AI tools are not smart enough to carefully assess your financial circumstances, and therefore, their advice cannot be considered seriously.  


AI does not follow financial regulations 

When you take advice from a financial expert or financial service company, you are more likely to receive genuine advice. They are regulated by the FCA, so they will advise keeping your interests protected.  

For instance, if you are to take out loans for bad credit with an instant approval, they will review your credit report and income sources. If they find that your financial condition is not strong enough, they will likely lend you less money or repudiate your application. They will ensure that you do not end up borrowing more than you can afford. However, if you rely on AI tools, they do not use a holistic approach. 

They will make a decision based on how much you are left with after your regular expenses. If your incomings are greater than outgoings, you will naturally be approved, but AI cannot anticipate how likely your financial condition will be when you lose your job, for example.  

If a lender fails to offer you good advice or you find that they have made the decision in order to protect their self-interest, you can make a complaint to the Financial Ombudsman Service against that lender, but it is impossible to do the same against AI tools. You will be held responsible if you struggle after acting upon AI advice.  


Your data may not be secure 

In order to get meaningful advice from AI tools, you have to share your sensitive information. Not only your contact details, but your financial details will be shared with AI too. Not all platforms are built with strong privacy, and therefore, your crucial data is often compromised. You could be vulnerable to privacy breaches, data misuse, and even hacking, especially if your system is not secured.  

Financial planners, on the other hand, also collect sensitive data from you, and they cannot promise that your personal information will not be compromised, but they are regulated by the FCA. They are more likely to keep your information secure than AI networks. Further, AI platforms are not subject to the same standards.  


AI makes mistakes, too 

AI is often advertised as “the perfect.” You are often told that AI never makes a mistake. They can easily detect an object and prevent you from a fatal accident, for example. Likewise, AI in the financial industry carefully considers all aspects of your financial life and then makes a decision. But these claims do not seem to be true. Do not assume that AI cannot make a mistake. AI is biased. When it sees that your financial condition is better, it might be more flexible, even though your financial problems escalate due to that much flexibility.  

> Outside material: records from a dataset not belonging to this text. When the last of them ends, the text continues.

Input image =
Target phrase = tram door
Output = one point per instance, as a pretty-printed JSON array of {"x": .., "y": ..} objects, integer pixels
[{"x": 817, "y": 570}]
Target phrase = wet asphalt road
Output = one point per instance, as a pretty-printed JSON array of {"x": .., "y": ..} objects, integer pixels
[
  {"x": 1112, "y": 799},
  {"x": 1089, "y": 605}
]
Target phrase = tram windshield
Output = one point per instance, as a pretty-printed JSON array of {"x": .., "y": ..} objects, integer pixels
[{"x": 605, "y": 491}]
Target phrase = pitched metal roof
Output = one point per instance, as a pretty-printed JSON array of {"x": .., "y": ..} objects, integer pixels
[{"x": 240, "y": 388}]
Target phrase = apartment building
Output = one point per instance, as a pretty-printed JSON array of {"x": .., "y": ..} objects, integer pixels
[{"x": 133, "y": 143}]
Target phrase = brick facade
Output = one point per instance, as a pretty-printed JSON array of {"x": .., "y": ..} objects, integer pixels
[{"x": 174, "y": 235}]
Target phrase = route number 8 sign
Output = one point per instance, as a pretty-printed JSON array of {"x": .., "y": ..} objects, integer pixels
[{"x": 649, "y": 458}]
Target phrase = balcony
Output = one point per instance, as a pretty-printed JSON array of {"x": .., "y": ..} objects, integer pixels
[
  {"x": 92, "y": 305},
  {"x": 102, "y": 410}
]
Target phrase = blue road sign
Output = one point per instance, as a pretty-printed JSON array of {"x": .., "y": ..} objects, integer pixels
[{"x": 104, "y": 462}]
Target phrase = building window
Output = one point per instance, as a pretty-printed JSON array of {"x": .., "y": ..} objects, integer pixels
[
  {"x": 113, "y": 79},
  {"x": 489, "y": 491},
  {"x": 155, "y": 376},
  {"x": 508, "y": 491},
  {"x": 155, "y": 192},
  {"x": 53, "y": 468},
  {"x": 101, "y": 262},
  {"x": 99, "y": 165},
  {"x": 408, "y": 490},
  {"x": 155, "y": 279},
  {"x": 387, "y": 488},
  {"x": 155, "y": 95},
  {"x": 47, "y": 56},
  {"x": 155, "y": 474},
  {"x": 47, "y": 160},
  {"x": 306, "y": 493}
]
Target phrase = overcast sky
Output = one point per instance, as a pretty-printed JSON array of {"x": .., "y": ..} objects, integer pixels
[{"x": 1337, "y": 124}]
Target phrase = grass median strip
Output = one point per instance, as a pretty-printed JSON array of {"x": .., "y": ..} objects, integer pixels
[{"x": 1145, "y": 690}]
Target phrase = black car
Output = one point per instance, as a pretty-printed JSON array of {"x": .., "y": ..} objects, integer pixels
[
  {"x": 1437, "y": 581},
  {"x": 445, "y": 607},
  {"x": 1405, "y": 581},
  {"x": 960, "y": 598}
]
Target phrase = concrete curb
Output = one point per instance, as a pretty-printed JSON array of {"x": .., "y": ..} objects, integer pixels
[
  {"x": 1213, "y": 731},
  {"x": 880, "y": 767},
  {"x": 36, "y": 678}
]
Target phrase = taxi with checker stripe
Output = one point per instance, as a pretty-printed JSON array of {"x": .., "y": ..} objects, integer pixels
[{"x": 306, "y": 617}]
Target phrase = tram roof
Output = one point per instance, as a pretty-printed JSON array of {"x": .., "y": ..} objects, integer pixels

For instance, if you are to take out urgent loans for the unemployed, AI will fail to differentiate between savings and passive income sources. It will club all monetary resources you have and then recommend these loans to you. However, when you put in the application to a direct lender, they know that you have to discharge the debt only from your passive income. You cannot use savings. As a result, they will most likely cast aside your application. So, you should be careful while trusting suggestions from AI.  


AI lacks emotional intelligence 

No matter how well-trained an AI model is, it lacks emotional intelligence. Sometimes, financial decisions are made based on emotions. For instance, you will have to evaluate the impact of divorce, changing your career, etc. There are situations when patience is a virtue. However, if you rely on AI for any advice, you will be given some suggestions that would take a toll on your finances.  

For instance, if you have invested some money in the market, which is down at the moment. AI would anticipate the market condition based on fed trends and most likely ask you to sell it, but it could prove to be a major loss when the prices triple in the coming months. 


The bottom line 

AI could be good for general advice, such as budgeting and saving, but you rely on financial experts when it comes to making decisions about investment, borrowing, etc. AI is subject to a lot of risks that cannot be overcome. Human intelligence has a stronger and more positive impact than artificial intelligence.